In this, he was ably assisted in being the owner of a newspaper, The Hitavada, which has influence in central India, especially Nagpur, where Purohit has his core following. He was also managing editor of the newspaper. As a cunning politician in tune with the sensitivities of public life, and also as someone who is aware of the temperament of journalists, Purohit, you would think, would know the acceptable codes of decent behaviour. That, alas, is not how it has turned out, as evident in a recent incident where he comes across as someone trapped between being arrogant and creepy.

The facts of the story are as follows and they make for somewhat strange reading. As governor, Purohit is also the vice-chancellor of Madurai Kamaraj University. An assistant professor of a college has been accused of trying to make four girl students have sex with a senior official. Arrested after a complaint by the girls, an audio clip allegedly of one of her conversations also finds mention of the governor. As The News Minute reports, ‘At one point in the conversation, the professor even claims to have access to the ‘Governor’. “I sent you videos of governor coming, do you remember? Certain incidents happen. Governor is not a grandfather. You know how close I was to the Governor. I can now be more liberal but people outside won’t know. If I tell you who it is, you will give me answer faster. They will maintain secrecy and privacy to that level,” she is heard saying.’
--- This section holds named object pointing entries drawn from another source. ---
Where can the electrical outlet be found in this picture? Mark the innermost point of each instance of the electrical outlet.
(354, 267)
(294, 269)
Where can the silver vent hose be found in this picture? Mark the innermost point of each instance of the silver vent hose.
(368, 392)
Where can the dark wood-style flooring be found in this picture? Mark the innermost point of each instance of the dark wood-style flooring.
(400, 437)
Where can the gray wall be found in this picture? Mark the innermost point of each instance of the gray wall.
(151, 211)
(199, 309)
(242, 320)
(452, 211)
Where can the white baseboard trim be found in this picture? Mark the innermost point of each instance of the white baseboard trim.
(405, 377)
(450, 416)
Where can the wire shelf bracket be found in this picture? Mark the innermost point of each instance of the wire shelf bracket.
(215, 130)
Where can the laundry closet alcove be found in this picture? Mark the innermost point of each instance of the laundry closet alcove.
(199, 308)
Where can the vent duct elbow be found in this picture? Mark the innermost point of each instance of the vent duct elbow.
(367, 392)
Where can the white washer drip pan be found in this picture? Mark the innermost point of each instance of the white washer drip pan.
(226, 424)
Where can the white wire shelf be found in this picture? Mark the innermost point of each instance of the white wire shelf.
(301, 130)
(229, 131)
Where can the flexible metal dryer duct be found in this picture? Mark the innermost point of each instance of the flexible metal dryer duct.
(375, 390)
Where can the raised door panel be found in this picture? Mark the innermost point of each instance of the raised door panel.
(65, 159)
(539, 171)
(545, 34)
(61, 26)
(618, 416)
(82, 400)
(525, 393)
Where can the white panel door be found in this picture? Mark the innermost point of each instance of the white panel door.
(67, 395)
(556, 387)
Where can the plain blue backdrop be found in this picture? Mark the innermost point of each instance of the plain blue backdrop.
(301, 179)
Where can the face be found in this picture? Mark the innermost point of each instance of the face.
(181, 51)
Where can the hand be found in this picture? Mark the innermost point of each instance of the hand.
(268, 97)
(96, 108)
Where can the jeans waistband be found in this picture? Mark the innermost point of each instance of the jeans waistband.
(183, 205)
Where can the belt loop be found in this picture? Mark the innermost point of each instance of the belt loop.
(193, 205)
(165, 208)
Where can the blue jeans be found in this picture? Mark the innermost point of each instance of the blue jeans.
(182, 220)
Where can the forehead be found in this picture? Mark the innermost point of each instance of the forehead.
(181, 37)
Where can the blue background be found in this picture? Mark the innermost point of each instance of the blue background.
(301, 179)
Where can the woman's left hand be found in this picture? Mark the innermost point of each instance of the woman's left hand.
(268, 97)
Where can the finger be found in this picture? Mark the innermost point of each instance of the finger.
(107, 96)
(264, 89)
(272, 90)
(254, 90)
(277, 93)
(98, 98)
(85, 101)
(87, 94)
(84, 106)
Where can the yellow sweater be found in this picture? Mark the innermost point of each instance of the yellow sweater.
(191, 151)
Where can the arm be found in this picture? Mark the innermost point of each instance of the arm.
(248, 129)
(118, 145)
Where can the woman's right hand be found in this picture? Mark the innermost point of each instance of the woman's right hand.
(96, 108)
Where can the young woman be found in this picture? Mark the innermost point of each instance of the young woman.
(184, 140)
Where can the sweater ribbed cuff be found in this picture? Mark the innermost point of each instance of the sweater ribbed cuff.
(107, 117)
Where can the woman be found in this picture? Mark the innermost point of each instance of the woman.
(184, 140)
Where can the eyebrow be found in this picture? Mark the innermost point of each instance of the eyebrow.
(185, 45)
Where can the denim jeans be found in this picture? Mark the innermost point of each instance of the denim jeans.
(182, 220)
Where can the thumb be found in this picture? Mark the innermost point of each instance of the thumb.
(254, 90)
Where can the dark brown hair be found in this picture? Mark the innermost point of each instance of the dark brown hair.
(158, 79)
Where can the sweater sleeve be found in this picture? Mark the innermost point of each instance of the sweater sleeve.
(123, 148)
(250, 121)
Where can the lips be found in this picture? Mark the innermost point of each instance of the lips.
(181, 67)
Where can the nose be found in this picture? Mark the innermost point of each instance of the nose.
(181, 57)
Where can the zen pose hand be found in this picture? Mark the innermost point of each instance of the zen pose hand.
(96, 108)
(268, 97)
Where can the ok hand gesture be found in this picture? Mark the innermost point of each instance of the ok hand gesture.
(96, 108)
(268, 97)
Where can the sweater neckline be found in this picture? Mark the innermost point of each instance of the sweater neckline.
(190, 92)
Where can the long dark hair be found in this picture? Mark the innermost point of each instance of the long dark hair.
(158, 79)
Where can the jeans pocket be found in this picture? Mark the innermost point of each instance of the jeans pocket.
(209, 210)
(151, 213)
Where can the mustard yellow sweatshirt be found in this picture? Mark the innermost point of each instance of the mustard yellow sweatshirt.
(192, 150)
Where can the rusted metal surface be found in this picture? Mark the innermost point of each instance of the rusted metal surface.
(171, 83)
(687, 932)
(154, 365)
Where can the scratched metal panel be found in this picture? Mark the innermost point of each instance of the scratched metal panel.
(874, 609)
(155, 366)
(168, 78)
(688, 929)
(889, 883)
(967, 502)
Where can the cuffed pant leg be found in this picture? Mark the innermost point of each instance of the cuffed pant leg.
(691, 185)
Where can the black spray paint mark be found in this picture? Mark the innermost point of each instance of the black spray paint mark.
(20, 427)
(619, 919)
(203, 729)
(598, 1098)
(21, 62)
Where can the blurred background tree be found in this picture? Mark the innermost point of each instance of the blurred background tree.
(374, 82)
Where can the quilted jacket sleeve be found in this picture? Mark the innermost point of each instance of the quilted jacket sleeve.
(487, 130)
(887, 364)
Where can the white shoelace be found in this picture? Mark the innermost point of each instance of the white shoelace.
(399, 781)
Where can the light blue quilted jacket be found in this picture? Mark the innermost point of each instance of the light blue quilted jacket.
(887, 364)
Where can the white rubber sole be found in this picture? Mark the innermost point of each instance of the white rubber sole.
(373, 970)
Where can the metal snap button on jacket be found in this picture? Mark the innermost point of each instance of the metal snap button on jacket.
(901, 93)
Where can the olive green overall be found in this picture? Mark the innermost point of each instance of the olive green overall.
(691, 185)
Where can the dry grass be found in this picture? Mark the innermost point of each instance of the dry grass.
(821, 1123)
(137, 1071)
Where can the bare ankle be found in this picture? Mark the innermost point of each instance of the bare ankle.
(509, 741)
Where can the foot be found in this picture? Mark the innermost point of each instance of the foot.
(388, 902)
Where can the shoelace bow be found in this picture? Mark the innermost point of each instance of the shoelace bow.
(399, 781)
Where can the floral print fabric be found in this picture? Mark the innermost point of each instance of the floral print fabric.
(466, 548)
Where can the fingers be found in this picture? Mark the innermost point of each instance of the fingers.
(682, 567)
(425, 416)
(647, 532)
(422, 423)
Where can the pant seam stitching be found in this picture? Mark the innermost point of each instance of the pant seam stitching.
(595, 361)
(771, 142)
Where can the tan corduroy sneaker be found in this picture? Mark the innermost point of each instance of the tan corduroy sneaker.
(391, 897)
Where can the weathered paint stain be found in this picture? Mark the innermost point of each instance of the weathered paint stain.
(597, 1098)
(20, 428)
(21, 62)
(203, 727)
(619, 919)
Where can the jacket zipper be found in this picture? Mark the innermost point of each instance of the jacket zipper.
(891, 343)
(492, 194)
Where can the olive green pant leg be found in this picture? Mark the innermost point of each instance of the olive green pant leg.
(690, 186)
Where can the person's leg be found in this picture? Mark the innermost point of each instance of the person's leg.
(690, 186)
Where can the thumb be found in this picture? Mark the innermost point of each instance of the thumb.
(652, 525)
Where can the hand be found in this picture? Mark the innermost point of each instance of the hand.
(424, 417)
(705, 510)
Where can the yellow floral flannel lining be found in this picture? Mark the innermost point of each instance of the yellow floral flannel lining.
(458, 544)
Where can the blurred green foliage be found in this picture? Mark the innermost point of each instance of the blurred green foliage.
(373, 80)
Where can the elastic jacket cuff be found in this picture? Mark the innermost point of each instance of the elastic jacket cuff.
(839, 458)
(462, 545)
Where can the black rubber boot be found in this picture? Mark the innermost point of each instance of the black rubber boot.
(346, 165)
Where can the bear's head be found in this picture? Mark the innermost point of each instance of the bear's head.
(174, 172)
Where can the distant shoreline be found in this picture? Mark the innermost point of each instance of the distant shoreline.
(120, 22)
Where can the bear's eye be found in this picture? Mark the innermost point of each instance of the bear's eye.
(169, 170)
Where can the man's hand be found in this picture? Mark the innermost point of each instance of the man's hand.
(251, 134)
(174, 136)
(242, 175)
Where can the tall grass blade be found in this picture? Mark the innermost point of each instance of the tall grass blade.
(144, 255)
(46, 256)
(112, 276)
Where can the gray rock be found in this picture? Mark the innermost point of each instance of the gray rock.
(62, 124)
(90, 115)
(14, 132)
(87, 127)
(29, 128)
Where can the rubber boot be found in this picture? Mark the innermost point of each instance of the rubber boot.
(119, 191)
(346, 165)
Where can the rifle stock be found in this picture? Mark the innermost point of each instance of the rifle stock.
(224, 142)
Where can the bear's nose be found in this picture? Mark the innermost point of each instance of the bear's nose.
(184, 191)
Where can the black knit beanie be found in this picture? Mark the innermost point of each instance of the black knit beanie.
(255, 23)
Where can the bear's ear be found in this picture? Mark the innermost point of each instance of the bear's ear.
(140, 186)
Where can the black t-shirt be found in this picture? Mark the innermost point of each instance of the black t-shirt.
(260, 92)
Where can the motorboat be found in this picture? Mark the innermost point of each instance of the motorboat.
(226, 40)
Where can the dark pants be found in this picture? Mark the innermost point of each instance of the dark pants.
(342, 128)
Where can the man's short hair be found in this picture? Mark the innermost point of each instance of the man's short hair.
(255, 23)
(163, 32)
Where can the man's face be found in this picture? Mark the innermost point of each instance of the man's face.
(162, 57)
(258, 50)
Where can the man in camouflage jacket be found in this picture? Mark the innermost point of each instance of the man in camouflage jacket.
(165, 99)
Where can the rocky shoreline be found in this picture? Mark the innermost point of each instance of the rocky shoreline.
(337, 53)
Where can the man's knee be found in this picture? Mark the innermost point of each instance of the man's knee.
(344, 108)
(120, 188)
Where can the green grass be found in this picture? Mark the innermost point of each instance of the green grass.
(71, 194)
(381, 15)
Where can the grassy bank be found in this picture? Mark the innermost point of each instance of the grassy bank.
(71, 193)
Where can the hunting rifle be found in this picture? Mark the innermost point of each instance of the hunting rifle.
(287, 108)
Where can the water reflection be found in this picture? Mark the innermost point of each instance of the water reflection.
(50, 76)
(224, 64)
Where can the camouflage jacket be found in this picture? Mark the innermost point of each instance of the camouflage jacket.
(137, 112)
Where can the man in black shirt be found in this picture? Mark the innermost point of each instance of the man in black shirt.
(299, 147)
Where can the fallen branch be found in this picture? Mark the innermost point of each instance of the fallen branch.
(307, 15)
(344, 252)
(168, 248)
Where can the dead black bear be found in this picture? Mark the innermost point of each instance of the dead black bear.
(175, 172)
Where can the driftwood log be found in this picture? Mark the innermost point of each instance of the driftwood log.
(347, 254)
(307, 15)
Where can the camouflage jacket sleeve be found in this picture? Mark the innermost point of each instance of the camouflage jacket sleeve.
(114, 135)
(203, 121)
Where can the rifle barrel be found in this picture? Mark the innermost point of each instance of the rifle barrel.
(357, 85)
Purohit is denying any involvement and meanwhile is also accused of trying to scuttle a fair probe. It would have followed the usual twists and turns of a regular Indian sex scandal, if he had not suddenly pulled a fresh controversy out of his hat. Or hand, rather. To a question by a female reporter from The Week, Purohit, instead of answering, reached his hand across and patted her cheek. She described the incident later on the magazine’s website: ‘The press conference was almost over. And when he got up from his chair, a TV reporter quickly managed to grab his attention and asked him about how much progress he had in learning Tamil. Purohit had earlier spoke about his interest in learning the language. He was happy to answer the question. “Thamizh oru inimaiyana mozhi (Tamil is a very sweet language),” he said. I was standing next to him. “Who is your Tamil teacher,” I asked him… Banwarilal Purohit didn’t reply, but moved a step forward. My next question to him was the one that he had refuse to answer earlier. “Sir, you said you are satisfied with the government’s performance. Are you satisfied when it comes to the performance of universities too,” I asked him. He didn’t hear me at all. Instead, he patted on my left cheek and got away. It was a crowded press conference, and I was transfixed for a moment by that gesture… I rushed to the washroom and washed my face several times.’

Journalists united in protest, opposition leaders tweeted against him, and Purohit made matters worse by issuing a clumsy apology in a letter to the reporter, saying that the gesture was because of how good the question was. He wrote, ‘…I gave a pat on your cheek considering you to be like my granddaughter. It was done with affection and to express my appreciation for your performance as a journalist, since I was also a member of that profession for about 40 years.’

No one has bought this explanation, certainly not the reporter. If the question was good, then the minimum appreciation is to answer it, not invade the physical space of the questioner. That is done to evade or humiliate, understandable emotions that cornered politicians feel towards the media. But the jousting is usually oral. Either he was foolishly bold or so incensed that he lost his mind. In any case, the end result has been his own public humiliation.

Many politicians have little conception of how Indian society is changing when it comes to tolerating bad behaviour but from a governor at least there is an expectation of decorum. If Purohit thinks it is alright to behave with a journalist as he would with a granddaughter, then the reverse should also be appropriate. Reporters can hang on his shoulders at a press conference and ask him to take them for a walk.